Help your patients navigate Part D open enrollment
Part D open enrollment provides a great opportunity for pharmacies to plan a medication review with their patients, and as part of that, help them identify plan options that are right for them based on their current prescription medications and budget.

It is important for Medicare patients to review their prescription drug coverage every year, as drug formularies and costs can change on an annual basis. Independent pharmacies are well positioned to assist patients with this process. Pharmacists can employ tools that help patients identify the most affordable plans that best meet their needs. Beneficiaries tend to choose a plan based on plan premiums and star ratings. Explaining plan distinctions including specifics around pharmacy copayments means unmatched value to the patient.

Independent pharmacies have built their businesses on relationships within their communities. Those relationships are now more important than ever. Despite changing market conditions, a value-based business model and foundation will position independent pharmacies to thrive well into the future.

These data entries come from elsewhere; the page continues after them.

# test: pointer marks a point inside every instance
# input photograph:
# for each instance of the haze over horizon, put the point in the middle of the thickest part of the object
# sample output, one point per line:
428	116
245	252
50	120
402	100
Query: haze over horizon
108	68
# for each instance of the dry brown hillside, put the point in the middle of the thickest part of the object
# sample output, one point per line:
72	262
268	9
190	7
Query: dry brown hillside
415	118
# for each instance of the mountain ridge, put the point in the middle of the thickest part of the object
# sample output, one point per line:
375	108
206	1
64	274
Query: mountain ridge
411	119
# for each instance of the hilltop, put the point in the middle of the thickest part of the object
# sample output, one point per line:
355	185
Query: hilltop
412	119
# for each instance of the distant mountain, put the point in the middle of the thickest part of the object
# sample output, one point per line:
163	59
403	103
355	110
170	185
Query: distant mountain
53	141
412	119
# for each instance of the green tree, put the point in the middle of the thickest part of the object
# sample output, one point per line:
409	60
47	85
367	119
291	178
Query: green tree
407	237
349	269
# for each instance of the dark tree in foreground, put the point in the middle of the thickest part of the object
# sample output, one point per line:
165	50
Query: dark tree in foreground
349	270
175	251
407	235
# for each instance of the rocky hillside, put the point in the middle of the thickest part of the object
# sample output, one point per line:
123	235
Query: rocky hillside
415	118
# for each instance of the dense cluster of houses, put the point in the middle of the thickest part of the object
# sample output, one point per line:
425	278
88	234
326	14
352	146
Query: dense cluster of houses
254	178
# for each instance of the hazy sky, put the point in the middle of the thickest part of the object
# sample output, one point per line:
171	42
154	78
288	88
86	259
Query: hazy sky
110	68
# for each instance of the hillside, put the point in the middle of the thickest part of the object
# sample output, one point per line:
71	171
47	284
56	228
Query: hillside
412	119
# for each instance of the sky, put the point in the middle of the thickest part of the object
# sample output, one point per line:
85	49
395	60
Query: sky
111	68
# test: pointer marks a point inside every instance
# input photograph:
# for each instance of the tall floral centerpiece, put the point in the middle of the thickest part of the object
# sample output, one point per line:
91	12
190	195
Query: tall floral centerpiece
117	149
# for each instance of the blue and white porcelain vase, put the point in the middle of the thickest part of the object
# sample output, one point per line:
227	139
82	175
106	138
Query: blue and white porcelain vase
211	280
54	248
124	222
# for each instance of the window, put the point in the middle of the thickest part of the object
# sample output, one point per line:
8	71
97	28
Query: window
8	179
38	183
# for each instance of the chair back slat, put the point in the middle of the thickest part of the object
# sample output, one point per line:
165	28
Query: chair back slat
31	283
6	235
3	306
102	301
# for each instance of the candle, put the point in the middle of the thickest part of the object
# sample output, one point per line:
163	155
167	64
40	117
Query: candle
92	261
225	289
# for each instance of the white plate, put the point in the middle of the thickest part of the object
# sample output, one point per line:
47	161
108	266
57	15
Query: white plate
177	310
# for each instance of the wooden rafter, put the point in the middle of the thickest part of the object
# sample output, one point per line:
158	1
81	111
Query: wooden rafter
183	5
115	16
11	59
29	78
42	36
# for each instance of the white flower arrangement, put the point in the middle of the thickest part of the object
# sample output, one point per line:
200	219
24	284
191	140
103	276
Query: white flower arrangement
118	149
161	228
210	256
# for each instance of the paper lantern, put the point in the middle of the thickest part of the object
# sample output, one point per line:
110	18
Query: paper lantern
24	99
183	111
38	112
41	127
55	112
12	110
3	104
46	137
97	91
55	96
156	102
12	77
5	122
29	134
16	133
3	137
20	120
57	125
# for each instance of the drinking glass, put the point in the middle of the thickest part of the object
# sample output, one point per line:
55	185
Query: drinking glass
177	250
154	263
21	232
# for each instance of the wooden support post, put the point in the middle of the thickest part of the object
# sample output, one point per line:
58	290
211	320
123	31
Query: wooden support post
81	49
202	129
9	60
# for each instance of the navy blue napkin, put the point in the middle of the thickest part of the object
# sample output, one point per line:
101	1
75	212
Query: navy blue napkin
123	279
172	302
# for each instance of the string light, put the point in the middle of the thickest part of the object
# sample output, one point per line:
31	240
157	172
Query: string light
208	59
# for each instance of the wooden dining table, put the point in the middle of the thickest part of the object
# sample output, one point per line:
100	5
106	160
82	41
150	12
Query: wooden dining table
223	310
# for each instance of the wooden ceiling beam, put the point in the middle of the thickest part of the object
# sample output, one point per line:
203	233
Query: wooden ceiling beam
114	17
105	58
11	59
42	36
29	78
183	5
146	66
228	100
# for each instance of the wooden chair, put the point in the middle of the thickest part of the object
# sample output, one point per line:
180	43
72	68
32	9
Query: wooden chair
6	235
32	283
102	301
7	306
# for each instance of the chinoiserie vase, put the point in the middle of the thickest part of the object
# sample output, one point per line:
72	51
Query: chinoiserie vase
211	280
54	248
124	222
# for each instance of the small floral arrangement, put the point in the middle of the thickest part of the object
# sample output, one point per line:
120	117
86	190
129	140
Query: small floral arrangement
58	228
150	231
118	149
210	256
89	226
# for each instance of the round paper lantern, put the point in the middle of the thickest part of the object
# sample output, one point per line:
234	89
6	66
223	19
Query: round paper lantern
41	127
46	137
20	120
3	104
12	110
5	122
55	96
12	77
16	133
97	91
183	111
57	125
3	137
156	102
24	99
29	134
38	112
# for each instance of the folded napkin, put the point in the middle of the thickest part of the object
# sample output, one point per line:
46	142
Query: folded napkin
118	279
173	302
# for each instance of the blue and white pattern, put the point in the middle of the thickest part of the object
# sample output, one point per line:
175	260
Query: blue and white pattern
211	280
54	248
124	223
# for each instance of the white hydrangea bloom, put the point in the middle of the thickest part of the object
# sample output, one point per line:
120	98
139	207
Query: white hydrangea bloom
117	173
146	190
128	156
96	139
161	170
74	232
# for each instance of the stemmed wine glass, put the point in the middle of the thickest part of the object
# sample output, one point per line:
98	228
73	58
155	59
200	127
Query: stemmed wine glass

If you haven't already, start talking to your patients. Open enrollment ends on December 7, 2014.

 

1 http://www.drugchannels.net/2013/10/exclusive-for-2014-more-than-70-of.html

2 http://www.drugchannels.net/2014/01/for-2014-3-out-of-4-seniors-choose.html

3 http://www.drugchannels.net/2014/10/exclusive-for-2015-almost-9-out-of-10.html

4 http://kff.org/medicare/report/medicare-part-d-in-its-ninth-year-the-2014-marketplace-and-key-trends-2006-2014/ 

5 Based on data from InSite, AmerisourceBergen Drug Corporation's proprietary pharmacy knowledge base and analytics system, used to measure and compare pharmacy performance.  InSite collects, organizes and analyzes pharmacy claim and other business transaction data directly from participating pharmacies to provide peer benchmarking and other performance metrics for pharmacies.